In qualità di moderatore ho cancellato gli ultimi tre interventi per  gli insulti e le degenerazioni ad personam. Invito formalmente gli autori e in particolar modo verdeidea a moderarsi nelle espressioni.

verdeidea

#43
No, scusate, i pregiudizi o i giudizi affrettati mi hanno sempre fatto girare le balle e non riesco a non parlare schiettamente.
Santo cielo, donquiqote, l'altra volta, in un altro filone, educatamente e senza replicare sul post all'insulto, vi ho segnalato più volte la cosa in privato a te e ad altri moderatori ma nessuno si è degnato neppure di una risposta, mi sono rivolta allora all'Amministratore che, ritenendo in effetti che fosse una grave offesa ciò che era scritto l'ha cancellato subito. All'insulto di Gibran, visto che nessun moderatore si era premurato di far cancellare l'ultima frase, gli ho risposto per le rime, ma qualcuno di voi ha ritenuto di dover cancella soltanto l'intero mio post. Mi rendo conto di quanto possa essere difficile moderare un forum, però non capire o far finta di non capire le offese è grave. Le mie espressioni possono essere colorite Maral, ma non vado mai sul personale come fanno altri.

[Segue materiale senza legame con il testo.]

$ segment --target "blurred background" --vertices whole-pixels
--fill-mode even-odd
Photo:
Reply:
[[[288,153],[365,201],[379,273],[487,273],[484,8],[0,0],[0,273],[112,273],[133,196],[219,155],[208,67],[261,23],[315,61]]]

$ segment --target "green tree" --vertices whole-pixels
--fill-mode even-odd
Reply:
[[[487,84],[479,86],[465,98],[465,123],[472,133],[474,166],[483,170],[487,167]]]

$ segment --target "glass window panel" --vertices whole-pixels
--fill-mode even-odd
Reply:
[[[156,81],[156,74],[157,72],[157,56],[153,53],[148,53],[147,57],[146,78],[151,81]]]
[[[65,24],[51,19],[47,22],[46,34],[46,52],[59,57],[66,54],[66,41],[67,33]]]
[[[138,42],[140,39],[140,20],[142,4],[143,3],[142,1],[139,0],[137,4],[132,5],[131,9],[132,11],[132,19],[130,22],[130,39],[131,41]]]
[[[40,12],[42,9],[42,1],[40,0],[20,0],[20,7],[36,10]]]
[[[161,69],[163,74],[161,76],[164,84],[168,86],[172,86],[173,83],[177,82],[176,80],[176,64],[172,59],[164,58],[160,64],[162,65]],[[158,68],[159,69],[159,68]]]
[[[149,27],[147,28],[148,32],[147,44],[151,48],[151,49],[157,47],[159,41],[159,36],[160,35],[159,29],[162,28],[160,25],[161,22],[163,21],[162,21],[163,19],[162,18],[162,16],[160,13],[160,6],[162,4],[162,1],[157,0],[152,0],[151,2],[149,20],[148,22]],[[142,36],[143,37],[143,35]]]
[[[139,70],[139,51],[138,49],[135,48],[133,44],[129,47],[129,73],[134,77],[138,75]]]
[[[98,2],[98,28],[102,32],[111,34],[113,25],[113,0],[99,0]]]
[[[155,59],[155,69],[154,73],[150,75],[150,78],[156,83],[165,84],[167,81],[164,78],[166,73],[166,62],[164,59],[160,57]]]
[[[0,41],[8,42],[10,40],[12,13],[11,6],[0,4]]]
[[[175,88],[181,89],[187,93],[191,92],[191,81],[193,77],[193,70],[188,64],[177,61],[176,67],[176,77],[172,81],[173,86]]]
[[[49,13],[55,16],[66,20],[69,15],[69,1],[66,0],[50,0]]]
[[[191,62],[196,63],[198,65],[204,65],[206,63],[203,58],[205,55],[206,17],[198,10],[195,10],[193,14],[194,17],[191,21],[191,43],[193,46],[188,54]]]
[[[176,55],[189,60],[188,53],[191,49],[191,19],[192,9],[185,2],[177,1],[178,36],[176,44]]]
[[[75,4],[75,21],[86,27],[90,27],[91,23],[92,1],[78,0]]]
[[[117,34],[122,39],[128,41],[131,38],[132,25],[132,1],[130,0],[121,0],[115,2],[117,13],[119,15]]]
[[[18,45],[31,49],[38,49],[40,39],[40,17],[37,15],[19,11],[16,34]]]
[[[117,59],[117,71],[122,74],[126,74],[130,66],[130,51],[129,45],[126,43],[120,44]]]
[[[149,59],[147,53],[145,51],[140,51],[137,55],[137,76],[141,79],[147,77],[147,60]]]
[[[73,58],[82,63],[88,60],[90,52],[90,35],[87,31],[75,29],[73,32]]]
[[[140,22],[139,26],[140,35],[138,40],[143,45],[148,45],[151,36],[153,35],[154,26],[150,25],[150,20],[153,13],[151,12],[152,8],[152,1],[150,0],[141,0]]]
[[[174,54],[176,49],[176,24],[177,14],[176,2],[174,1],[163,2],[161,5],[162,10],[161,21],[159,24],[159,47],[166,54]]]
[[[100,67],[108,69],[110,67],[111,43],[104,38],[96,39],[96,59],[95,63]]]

Hai giusto cancellato la risposta all'insulto di Gibran ma non hai fatto cancellare la frase offensiva rivolta a me da Gibran? Comunque mi sono rivolta nuovamente all'amministratore, attendo una sua risposta in merito e gli ho chiesto di cancellare la frase offensiva di Gibran perché è rivolta a me, Maral, vorrei veder se fosse stata rivolta a tua madre.
Detto ciò se alla moderazione sono antipatica, se non sono gradita, ditelo prima e me ne vado, mi cancello subito. Però chiedo all'Amministratore di cancellare quella frase ingiuriosa.
Grazie

verdeidea

#44
Vergognatevi.
Si parla tanto di pregiudizi discriminatori verso le donne ed i primi ad essere misogini e discriminatori siete voi. Ci sarà un motivo se non interviene quasi mai una donna in questo forum.
Io, unica donna del forum che partecipa attivamente, sono discriminata in maniera rivoltante. Un moderatore in privato mi ha invitato a cancellare la parte dove rispondo a dovere a Gibran invece di riprendere innanzitutto lui e cancellare prima l'espressione poco civile di questi nei miei confronti! Da questo si evince come siamo tutto intellettualismo e scarsa morale. E questa è la seconda volta che ricevo discriminazioni da parte della moderazione. Donquixote, secondo te la battuta sulla signora Longari di Gibran va bene? Non pensi che sia stato quantomeno maleducato? Inoltre è a lui che devi dire che certe cose si chiariscono in privato, non alla persona offesa. E prima proponi a lui di cancellare l'ultima frase nel suo post e poi lo dici am e. Roba da matti!